Mills’ argument for market liberalism is well presented and supported. Governments have done a poor job of stirring the economy toward growth; almost everything has been ‘officialized’. In any way, one does not wish away rain just because floods may occur and properties damaged (even these can be contained). The market succeeds better than the state in rewarding innovation, creativity, and excellence. The state’s proper role should be to ensure institutions that guarantee access and equal play, and eliminate entry barriers.
African leaders are not unaware of the problems of their societies. They are not less educated, to the extent that education is a standard for knowledge and problem-solving. They are not conservative – in fact, they travel far and wide to countries where policies work and benefit immensely from globalization, technology, and trade. It seems they fear that they may be overrun if conditions change, and so maintain the status quo.

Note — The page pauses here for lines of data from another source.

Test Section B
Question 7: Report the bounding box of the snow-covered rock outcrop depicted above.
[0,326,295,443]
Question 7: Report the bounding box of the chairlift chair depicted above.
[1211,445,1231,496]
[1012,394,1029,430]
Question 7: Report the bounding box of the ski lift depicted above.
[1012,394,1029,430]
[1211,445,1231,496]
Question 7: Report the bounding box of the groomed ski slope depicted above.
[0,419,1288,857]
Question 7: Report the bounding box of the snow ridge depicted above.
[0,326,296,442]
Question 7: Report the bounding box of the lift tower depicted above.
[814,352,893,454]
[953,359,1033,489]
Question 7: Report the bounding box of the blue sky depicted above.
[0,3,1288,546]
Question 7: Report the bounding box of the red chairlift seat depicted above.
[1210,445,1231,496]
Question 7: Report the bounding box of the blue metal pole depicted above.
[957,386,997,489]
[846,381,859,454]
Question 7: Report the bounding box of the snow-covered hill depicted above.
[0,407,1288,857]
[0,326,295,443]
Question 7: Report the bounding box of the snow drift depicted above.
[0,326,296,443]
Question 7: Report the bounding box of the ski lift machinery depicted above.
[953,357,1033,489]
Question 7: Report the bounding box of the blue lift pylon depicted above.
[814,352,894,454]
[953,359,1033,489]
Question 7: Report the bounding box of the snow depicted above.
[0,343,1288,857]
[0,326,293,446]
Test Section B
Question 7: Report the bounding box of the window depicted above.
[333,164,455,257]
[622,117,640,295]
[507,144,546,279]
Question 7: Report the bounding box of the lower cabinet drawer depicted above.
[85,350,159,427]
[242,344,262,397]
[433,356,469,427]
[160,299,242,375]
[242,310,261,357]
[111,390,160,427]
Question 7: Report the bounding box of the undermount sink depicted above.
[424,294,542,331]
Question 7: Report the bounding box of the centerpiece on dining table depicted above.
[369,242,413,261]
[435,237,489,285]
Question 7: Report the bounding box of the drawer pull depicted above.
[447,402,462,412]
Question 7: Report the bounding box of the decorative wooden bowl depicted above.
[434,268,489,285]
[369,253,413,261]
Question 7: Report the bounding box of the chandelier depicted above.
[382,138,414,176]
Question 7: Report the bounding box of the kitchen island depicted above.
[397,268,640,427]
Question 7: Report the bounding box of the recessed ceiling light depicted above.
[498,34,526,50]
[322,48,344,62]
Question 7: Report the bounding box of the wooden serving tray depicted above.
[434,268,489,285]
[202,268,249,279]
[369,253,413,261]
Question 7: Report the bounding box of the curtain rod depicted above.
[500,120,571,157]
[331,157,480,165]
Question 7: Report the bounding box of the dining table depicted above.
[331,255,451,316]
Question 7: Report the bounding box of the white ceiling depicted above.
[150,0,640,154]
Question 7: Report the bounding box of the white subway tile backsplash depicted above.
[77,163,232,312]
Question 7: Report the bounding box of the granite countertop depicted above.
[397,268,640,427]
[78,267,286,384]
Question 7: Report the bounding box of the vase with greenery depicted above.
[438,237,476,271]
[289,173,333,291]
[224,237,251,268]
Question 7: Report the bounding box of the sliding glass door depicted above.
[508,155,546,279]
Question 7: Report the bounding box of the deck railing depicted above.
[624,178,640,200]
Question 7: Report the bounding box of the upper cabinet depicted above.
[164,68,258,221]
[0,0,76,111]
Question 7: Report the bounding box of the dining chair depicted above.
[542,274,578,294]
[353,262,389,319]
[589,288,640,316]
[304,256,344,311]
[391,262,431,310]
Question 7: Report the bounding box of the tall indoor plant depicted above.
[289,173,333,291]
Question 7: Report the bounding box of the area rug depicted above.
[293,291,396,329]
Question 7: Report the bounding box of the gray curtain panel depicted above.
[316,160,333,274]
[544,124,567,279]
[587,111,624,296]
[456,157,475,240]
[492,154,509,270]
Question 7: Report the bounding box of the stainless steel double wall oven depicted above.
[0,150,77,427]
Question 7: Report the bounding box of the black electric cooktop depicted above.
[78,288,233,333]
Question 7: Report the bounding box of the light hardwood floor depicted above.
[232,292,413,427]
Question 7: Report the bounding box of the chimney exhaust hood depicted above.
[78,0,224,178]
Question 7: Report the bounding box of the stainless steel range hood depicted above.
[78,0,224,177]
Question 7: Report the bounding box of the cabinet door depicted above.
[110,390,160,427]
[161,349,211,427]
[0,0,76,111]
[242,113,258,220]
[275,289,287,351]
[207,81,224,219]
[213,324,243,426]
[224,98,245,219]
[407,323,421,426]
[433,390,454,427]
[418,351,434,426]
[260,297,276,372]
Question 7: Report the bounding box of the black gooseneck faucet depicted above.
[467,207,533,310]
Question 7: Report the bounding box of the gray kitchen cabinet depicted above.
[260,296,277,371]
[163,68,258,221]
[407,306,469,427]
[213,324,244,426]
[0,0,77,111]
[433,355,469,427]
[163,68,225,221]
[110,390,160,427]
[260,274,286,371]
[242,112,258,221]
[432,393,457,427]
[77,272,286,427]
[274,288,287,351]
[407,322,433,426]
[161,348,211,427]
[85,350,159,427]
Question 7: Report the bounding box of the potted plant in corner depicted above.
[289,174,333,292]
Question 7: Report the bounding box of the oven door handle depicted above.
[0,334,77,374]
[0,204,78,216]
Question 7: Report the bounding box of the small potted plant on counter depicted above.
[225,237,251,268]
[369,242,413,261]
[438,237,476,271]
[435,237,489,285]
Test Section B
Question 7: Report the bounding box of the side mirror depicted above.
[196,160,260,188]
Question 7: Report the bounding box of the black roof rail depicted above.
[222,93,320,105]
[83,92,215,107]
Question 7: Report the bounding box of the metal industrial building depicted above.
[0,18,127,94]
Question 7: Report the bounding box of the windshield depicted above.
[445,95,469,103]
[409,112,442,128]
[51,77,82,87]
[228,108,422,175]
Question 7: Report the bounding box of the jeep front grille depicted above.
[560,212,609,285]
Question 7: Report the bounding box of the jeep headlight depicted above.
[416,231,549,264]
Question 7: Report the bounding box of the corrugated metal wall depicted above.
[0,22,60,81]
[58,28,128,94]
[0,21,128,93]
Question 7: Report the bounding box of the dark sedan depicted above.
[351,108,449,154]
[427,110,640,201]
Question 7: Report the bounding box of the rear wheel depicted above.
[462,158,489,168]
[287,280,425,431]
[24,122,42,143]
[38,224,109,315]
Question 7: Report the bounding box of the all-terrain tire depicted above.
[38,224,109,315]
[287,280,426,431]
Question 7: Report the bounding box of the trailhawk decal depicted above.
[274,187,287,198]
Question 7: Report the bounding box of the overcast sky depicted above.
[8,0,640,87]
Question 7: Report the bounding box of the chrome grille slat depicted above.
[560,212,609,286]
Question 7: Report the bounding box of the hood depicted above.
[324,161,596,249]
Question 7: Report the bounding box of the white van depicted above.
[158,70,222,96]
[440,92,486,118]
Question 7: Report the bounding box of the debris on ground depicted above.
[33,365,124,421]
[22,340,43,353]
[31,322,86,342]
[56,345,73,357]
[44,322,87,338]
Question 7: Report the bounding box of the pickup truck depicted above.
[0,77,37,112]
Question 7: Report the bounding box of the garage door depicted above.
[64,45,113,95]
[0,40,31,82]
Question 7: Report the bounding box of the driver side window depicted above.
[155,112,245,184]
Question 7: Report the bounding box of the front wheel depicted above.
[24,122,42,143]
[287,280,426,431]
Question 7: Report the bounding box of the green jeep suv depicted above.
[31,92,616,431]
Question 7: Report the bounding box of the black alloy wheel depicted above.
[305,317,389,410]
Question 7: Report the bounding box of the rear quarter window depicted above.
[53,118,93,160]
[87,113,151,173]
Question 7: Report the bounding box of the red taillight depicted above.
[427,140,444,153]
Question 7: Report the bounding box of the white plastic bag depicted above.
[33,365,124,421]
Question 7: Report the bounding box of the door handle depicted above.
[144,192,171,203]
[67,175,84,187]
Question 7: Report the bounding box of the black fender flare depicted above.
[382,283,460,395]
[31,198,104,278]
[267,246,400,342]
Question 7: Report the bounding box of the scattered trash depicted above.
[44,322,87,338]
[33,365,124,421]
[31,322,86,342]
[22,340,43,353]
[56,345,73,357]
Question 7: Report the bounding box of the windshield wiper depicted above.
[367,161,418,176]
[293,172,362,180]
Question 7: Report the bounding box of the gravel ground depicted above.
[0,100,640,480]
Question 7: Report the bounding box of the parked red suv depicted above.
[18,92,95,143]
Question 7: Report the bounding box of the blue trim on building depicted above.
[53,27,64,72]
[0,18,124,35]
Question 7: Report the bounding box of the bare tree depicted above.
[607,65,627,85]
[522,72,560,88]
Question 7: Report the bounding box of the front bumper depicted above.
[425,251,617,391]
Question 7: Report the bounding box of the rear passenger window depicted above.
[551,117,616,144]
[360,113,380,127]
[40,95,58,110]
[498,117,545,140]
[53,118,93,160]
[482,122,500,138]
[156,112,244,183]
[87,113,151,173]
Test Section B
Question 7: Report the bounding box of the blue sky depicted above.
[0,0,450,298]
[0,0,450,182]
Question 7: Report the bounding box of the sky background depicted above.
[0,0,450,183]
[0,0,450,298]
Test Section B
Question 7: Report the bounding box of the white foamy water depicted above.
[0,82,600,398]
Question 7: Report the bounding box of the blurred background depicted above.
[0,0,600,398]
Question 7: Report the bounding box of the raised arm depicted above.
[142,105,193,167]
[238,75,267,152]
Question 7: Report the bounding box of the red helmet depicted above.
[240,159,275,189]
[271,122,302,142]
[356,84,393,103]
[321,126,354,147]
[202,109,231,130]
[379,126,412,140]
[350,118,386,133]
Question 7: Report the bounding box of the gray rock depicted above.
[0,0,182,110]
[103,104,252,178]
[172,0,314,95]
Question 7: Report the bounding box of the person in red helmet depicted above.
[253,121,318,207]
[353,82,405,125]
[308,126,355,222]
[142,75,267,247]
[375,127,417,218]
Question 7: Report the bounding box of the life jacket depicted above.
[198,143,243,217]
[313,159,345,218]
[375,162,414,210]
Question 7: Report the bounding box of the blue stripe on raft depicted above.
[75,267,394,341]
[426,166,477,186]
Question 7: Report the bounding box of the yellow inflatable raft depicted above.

On the other hand, Africa’s people are locked into positions more complex than the perception that they allow their government to get away with their self-aggrandizing actions. They oppose the government’s politics, but have no real electoral power. They are skeptical of market liberalism, since that’s the cause of their poverty (or so the government has made them believe). Their situation is similar to the prisoners in Plato’s allegory of the cave. They battle appearances, not reality.
The message to African leaders is clear: Seek not what the international community can do for you, rather focus on what you can do for yourselves. Development will not start from China, Europe, America, or any other place; it begins from home.